Through it all, he kept running and cycling.
Twenty-eight days after Krakow, craniotomy neurosurgeon Brindha Shivalingam removed pieces of the tumor in a six-hour operation. She later admitted it was emotional for her to operate to a friend. She was careful not to “take the Richard out of Richard”.
Pathological results showed that his immune cells were activated and hopefully attacking the tumor cells. “It was a phenomenal result,” says Scolyer. A possible new frontier for brain cancer.
WWorking on the book, written by journalist Garry Maddox, was “more joyous than I expected”, he says. His was a quintessentially Australian childhood, if unremarkable, in Launceston. Sports, camping, outdoors.
What is clear in the book is what an emotional journey the past 18 months have been for Scolyer.
“Facing emotional issues turned out to be the hardest part of cancer. Everyone around you is suffering.”
He still cries a lot. He cried on television. There were setbacks, side effects and “shame” waiting for the results of scans. No one, he says, who has not experienced the shock and grief of saying goodbye to oneself, can hope to understand. “It drills deep into your core and touches almost every minute of your day,” he explains.
The experience led to a re-evaluation of his past life and priorities. Driven, ambitious, overworked, he struggled through life, traveling overseas 10 to 12 times a year to speak at conferences. “You get caught up in everyday life and you don’t necessarily think about the big things. It has changed.”
Now he knows love is what really matters: “The one thing that has really turned around is spending time with my family and appreciating them. It made me prioritize my family.”
He received praise and attention. But he says he would give it all back in a heartbeat to have his old life back.

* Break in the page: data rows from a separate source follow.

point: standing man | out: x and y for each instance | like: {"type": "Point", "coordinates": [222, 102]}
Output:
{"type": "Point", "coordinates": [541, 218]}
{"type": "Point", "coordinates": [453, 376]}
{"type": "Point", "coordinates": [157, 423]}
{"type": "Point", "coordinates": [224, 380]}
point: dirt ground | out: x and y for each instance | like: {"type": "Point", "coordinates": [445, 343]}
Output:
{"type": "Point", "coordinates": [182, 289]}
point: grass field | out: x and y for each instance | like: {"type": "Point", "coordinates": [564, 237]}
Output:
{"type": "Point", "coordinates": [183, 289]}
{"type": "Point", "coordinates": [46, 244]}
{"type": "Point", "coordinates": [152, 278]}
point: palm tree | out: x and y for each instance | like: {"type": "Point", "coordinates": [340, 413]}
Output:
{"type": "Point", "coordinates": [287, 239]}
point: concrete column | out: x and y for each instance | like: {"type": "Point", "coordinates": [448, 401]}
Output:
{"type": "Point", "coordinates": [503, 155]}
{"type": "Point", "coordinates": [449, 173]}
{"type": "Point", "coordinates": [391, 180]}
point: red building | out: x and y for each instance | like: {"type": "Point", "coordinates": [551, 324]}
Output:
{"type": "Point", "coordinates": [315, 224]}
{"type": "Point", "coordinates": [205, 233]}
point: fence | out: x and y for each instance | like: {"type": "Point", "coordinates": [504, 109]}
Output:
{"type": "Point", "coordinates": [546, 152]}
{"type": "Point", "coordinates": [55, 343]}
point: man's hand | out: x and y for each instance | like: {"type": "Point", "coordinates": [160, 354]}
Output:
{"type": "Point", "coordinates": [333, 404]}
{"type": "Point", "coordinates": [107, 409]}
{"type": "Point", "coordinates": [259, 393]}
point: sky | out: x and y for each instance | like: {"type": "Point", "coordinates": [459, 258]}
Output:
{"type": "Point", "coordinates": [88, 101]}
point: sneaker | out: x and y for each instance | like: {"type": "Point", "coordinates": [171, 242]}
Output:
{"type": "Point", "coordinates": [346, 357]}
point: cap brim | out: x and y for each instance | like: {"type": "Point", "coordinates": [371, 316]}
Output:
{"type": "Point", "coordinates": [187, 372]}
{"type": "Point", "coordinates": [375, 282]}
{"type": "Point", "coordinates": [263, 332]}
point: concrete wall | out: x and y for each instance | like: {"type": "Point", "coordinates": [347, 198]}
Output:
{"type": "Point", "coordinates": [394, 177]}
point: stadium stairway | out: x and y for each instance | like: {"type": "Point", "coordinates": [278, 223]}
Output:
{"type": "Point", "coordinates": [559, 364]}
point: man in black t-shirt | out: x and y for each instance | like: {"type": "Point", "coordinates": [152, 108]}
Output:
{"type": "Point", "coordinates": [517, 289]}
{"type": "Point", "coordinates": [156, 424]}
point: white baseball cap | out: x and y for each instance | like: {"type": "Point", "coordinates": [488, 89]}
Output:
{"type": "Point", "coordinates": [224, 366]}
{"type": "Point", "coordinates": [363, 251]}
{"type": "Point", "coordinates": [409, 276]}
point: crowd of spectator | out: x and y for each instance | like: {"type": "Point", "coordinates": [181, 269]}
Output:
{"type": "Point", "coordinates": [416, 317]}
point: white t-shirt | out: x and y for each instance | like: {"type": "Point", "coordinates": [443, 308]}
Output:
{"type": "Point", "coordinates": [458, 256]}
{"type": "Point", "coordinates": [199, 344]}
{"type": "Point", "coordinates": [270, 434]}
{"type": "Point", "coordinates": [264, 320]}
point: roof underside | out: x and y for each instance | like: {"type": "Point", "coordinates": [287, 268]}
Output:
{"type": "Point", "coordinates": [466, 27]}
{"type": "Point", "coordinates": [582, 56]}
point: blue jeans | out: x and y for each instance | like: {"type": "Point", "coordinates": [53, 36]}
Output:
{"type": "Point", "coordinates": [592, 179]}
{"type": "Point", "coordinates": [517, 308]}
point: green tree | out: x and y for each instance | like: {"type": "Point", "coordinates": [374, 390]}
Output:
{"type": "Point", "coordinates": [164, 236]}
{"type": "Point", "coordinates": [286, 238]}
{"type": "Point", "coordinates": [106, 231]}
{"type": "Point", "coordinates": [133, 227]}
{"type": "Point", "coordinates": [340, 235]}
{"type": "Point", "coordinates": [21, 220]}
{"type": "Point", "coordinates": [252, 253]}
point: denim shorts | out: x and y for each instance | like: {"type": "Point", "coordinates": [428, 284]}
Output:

It is too early to say whether his world-first treatment is a success.
Every cell in his body is studied. “Ultimately, you have to do clinical trials to prove whether something works or not. We won’t know for sure until a trial is done. The great thing, though, is that we can generate some science by comparing my brain before the immunotherapy and after. This gives scientific hope that it is worth investigating.”
After nine infusions of the vaccine, with one more due next month, Long made a decision to stop the immunotherapy. At the time of writing, there was no sign of a recurrence. But that doesn’t mean there won’t be. “It’s just wait and see and see if there’s a repeat. We’ll get it right if and when it happens.”
For the moment, though, “I feel very elated that this is the path we’ve gone down.”